Create Raid Array and SSD Health Check - chunxxc/GPU-Server-Handbook GitHub Wiki

It is software RAID on dgx-station, mainly managed by mdadm

Currently, there are 5 identical SSDs on the dgx-station, among which No1 is the OS disk (/ and /boot/efi), cards No2-4 the storage disk (/raid). The later 3 cards form a Raid-0 array (/dev/md0). Card No5 is settled as the mirror of No1:

  • /sda1 <=> /sde1 (UEFI boot path)
  • /sda2 + /sde2 -> /dev/md123 (root path)
  • /sdb + /sdc + /sdd -> /dev/md0 (raid storage)

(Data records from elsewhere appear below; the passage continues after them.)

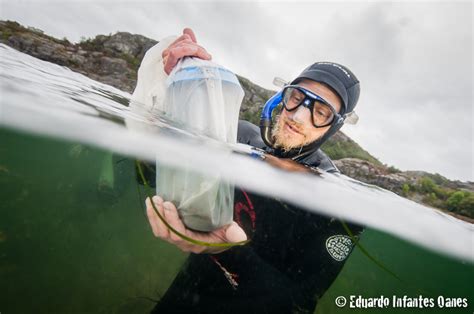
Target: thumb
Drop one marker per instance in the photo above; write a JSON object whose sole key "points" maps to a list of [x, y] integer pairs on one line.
{"points": [[234, 233]]}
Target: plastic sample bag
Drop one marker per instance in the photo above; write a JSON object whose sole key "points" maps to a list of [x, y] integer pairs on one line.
{"points": [[204, 98]]}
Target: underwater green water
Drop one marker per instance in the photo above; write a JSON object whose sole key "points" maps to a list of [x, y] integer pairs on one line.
{"points": [[74, 239]]}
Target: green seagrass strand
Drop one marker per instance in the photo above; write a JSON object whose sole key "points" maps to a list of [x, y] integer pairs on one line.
{"points": [[179, 234]]}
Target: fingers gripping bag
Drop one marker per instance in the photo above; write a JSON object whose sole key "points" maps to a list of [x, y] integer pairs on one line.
{"points": [[202, 97]]}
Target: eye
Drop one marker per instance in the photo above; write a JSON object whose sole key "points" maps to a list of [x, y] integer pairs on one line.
{"points": [[322, 113]]}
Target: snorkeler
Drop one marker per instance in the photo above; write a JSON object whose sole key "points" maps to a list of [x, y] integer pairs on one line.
{"points": [[294, 255]]}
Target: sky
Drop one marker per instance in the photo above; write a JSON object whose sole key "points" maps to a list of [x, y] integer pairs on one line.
{"points": [[413, 59]]}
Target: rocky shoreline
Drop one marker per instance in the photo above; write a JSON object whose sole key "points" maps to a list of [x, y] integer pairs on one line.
{"points": [[114, 60]]}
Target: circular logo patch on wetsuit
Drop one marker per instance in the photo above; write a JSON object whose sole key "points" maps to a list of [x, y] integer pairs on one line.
{"points": [[339, 246]]}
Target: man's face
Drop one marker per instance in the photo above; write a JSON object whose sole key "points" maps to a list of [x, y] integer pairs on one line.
{"points": [[295, 129]]}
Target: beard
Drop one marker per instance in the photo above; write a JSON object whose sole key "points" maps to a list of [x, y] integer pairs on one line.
{"points": [[286, 140]]}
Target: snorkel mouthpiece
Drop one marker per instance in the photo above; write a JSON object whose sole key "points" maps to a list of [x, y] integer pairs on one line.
{"points": [[266, 118]]}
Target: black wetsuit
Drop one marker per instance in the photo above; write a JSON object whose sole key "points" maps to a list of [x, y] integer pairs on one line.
{"points": [[292, 259]]}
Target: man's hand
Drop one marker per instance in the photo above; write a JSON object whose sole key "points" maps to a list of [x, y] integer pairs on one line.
{"points": [[228, 234], [185, 46]]}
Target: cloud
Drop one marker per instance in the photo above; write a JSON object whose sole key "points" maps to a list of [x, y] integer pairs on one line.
{"points": [[414, 60]]}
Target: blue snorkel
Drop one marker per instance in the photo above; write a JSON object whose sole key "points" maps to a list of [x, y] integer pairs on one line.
{"points": [[266, 118]]}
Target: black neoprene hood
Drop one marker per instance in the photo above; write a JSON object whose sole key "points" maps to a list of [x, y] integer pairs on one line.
{"points": [[336, 76]]}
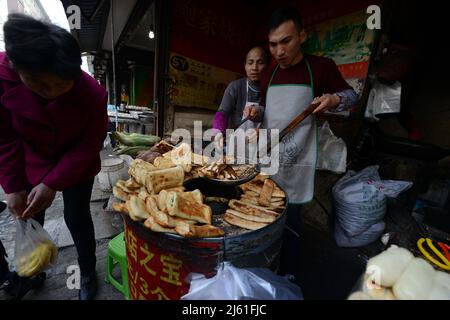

How to create new RAID 1 with existing disk

I(Xuechun) decided to have one RAID1 on / and two identical EFI boot sections so that the server is still bootable without data loss if one of the root disks fails. This favorable guarantee comes with a price of series grub2 configuration (which double the admin workload). Luckily I find some "guides" here:https://www.howtoforge.com/how-to-set-up-software-raid1-on-a-running-system-incl-grub2-configuration-ubuntu-10.04. and https://askubuntu.com/questions/1066028/install-ubuntu-18-04-desktop-with-raid-1-and-lvm-on-machine-with-uefi-bios/

The first thing is to shut down the station and gets the spare SSD card physically mounted; (don't forget the 4 tiny screws in the package and bring a screwer!)

(current root disk /dev/sda and new disk /dev/sde)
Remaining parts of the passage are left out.